8-PS3-2 Develop a model to describe that when the arrangement of objects interacting at a distance changes, different amounts of potential energy are stored in the system.
Space Systems Students who demonstrate understanding can:
8-ESS1-1 Develop and use a model of the Earth-sun-moon system to describe the cyclic patterns of lunar phases, eclipses of the sun and moon, and seasons.
8-ESS1-2 Develop and use a model to describe the role of gravity in the motions within galaxies and the solar system.
8-ESS1-3 Analyze and interpret data to determine scale properties of objects in the solar system.
History of Earth Students who demonstrate understanding can:
8-ESS1-4 Construct a scientific explanation based on evidence from rock strata for how the geologic time scale is
used to organize Earth’s 4.6-billion-year-old history.
Growth, Development, and Reproduction of Organisms Students who demonstrate understanding can:
8-LS3-1 Develop and use a model to describe why structural changes to genes (mutations) located on chromosomes may affect proteins and may result in harmful, beneficial, or neutral effects to the structure and function of the organism.
8-LS4-5 Gather and synthesize information about the technologies that have changed the way humans influence the inheritance of desired traits in organisms.
Natural Selection and Adaptations Students who demonstrate understanding can:
8-LS4-1 Analyze and interpret data for patterns in the fossil record that document the existence, diversity, extinction, and change of life forms throughout the history of life on Earth under the assumption that natural laws operate today as in the past.
8-LS4-2 Apply scientific ideas to construct an explanation for the anatomical similarities and differences among modern organisms and between modern and fossil organisms to infer evolutionary relationships.
8-LS4-3 Analyze displays of pictorial data to compare patterns of similarities in the embryological development across multiple species to identify relationships not evident in the fully formed anatomy.
8-LS4-4 Construct an explanation based on evidence that describes how genetic variations of traits in a population increase some individuals’ probability of surviving and reproducing in a specific environment.

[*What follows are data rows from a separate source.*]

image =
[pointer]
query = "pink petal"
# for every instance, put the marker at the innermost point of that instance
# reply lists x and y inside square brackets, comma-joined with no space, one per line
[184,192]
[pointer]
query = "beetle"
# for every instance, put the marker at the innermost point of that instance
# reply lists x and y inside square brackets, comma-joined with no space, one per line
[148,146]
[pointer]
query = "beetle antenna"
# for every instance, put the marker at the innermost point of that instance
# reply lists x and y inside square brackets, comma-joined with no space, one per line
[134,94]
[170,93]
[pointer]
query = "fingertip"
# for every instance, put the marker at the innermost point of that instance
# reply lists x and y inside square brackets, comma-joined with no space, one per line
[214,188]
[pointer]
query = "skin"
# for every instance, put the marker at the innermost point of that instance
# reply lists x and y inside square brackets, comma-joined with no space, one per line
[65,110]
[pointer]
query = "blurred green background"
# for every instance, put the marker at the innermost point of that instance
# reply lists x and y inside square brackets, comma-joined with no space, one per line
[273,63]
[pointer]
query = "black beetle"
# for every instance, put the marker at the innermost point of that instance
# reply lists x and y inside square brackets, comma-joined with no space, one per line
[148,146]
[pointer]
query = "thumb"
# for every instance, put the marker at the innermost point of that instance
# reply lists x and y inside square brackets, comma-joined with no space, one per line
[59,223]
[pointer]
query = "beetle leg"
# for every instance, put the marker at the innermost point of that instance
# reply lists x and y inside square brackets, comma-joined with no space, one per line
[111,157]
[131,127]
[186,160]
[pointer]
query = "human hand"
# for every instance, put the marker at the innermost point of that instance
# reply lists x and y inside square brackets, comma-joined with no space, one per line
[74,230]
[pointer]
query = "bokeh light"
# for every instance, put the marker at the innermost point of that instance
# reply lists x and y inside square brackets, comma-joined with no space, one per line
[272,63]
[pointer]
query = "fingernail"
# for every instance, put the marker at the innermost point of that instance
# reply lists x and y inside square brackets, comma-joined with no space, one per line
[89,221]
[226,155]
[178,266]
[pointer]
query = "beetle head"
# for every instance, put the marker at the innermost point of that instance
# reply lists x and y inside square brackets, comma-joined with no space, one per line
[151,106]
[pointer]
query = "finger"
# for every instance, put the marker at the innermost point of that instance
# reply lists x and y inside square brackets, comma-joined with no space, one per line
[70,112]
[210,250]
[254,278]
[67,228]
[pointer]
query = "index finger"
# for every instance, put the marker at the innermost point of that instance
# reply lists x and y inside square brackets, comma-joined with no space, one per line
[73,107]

8-LS4-6 Use mathematical representations to support explanations of how natural selection may lead to increases and decreases of specific traits in populations over time.
Engineering, Technology, and Applications of Science Students who demonstrate understanding can:
8-ETS1-1 Define the criteria and constraints of a design problem with sufficient precision to ensure a successful
solution, taking into account relevant scientific principles and potential impacts on people and the natural
environment that may limit possible solutions.
8-ETS1-2 Evaluate competing design solutions using a systematic process to determine how well they meet the
criteria and constraints of the problem.
8-ETS1-3 Analyze data from tests to determine similarities and differences among several design solutions to identify
the best characteristics of each that can be combined into a new solution to better meet the criteria for
success.
8-ETS1-4 Develop a model to generate data for iterative testing and modification of a proposed object, tool, or
process such that an optimal design can be achieved.